Given these rather obvious facts one inevitably asks why Microsoft should persist in fomenting a hopeless product on the marketplace. And the answer is unequivocally found in the marketplace itself. There are two ways Microsoft could swiftly give users a completely secure system and rid the world of hackers forever.
- Market a completely new system. Best of all would be to use a commodity system such as Linux or one of the BSDs. But to do so would break all Microsoft's third party software titles. And Microsoft need these third party titles to remain relevant. If Microsoft were to replace Windows with a secure system they'd lose their market completely.
Apple could have introduced OpenStep in 1997 but they wouldn't have got much market share.

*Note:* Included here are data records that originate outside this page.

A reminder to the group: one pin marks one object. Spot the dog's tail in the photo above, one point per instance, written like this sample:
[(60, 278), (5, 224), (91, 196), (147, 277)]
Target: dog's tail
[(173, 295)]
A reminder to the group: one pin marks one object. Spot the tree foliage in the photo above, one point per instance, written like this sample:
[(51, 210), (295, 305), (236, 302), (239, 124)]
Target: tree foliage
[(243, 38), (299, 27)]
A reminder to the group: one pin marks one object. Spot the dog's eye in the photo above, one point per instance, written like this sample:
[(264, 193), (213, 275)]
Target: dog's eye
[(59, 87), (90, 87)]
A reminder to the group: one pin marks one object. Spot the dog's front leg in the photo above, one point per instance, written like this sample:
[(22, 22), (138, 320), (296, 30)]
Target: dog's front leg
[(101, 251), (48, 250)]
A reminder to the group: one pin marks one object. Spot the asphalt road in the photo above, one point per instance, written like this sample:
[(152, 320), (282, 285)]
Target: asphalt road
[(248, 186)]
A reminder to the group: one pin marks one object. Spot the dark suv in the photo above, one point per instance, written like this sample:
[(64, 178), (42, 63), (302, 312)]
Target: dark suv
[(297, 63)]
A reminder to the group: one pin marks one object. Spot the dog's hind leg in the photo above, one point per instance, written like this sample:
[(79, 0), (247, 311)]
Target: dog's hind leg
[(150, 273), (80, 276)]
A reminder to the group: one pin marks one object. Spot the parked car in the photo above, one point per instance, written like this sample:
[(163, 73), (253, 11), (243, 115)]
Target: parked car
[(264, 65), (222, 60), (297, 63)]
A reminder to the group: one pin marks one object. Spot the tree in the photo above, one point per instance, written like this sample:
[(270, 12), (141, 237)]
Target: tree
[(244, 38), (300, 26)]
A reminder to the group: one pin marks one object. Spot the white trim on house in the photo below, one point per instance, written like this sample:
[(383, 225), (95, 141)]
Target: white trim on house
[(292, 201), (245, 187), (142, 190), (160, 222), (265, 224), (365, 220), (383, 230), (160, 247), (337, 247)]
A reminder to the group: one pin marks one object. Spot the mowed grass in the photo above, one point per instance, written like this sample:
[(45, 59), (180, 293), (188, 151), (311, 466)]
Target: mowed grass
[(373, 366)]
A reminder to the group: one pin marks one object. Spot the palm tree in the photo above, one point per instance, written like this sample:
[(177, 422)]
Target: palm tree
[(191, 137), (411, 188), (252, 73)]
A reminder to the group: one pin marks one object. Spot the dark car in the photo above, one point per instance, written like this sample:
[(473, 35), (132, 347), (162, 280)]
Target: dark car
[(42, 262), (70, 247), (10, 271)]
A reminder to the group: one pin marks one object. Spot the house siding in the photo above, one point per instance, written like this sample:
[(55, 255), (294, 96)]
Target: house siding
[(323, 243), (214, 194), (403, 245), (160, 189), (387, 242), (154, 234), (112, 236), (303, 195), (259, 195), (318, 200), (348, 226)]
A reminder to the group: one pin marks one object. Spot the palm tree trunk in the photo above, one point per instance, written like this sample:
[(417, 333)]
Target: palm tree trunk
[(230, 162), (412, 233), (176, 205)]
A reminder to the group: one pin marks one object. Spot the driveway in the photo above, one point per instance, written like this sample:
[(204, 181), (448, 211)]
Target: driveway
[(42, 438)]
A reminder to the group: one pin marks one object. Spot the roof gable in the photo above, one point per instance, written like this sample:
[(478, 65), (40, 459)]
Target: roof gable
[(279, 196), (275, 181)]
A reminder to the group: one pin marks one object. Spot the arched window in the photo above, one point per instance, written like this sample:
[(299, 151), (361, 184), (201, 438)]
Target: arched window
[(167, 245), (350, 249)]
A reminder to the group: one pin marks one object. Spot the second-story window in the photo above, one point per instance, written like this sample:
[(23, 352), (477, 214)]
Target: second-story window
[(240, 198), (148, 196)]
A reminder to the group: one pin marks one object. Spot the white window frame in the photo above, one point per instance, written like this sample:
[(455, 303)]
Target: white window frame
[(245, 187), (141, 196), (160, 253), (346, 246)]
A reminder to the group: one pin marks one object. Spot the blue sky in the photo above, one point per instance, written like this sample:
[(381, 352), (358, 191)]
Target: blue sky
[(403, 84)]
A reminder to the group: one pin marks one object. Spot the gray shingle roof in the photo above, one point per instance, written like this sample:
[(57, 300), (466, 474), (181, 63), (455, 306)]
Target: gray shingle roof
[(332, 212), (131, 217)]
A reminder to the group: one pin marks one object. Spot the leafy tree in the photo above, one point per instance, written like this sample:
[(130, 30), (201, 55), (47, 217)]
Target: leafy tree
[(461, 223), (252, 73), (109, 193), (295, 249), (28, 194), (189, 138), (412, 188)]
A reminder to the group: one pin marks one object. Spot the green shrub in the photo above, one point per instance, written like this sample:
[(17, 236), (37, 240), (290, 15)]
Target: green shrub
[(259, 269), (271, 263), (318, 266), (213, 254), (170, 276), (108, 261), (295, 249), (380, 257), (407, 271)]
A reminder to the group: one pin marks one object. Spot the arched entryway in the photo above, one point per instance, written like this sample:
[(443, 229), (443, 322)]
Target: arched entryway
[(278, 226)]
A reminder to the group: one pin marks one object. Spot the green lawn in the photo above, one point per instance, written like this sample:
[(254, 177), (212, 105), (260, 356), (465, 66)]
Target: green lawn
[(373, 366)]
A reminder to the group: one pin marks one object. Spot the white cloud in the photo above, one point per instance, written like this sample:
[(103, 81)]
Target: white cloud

They had to restructure this excellent product to make it look like a Mac to have a chance in the market. The fact OpenStep was (and today still remains) better by a mile than anything else out there is irrelevant.
- Sandbox Windows inside a secure system. Just as open source people sometimes do, Microsoft could ship their Windows inside a BSD. Nothing from Windows itself would touch the Internet and nothing from the Internet would touch Windows. Windows itself might get infected but the BSD system would not. People would be secure alright - but people would soon realise they had other third party programs they could run as well: third party programs written instead for their BSD system and not for Windows. Microsoft would write their own ticket right out of the game.
It's no coincidence Microsoft regarded Mosaic Communications Corporation as a threat and summoned leaders of that company to Redmond to tell them in no uncertain terms they must never port their Navigator web browser to Windows. And it's no coincidence Microsoft did everything in their power to destroy Mosaic (later Netscape) and were consequently convicted by the US Department of Justice. Letting someone else inside their system (Netscape had the API) could not be tolerated. Microsoft were willing to let the matter drag its way to the US Department of Justice rather than let progress simply do its thing. They deliberately attempted to hold back the hands of the clock.
Microsoft are caught between a rock and a hard place. They need to give their customers a secure - a real - operating system to make their customers safe but they know that in so doing they will lose their market position forever.
The right thing to do is of course to give people what they need - and then fight hard to win them back. But that's not what Microsoft choose to do. Instead they choose to fight tooth and claw at their periphery, to spend literally billions on research to attempt to accomplish the impossible - namely to create a periphery that can't ever be breached. Not by a single punch. And to continue the smokescreen game using high paid 'mafia lawyers' to effect a near total media blackout.
They don't think they have a choice - because what's inside that periphery has a glass jaw.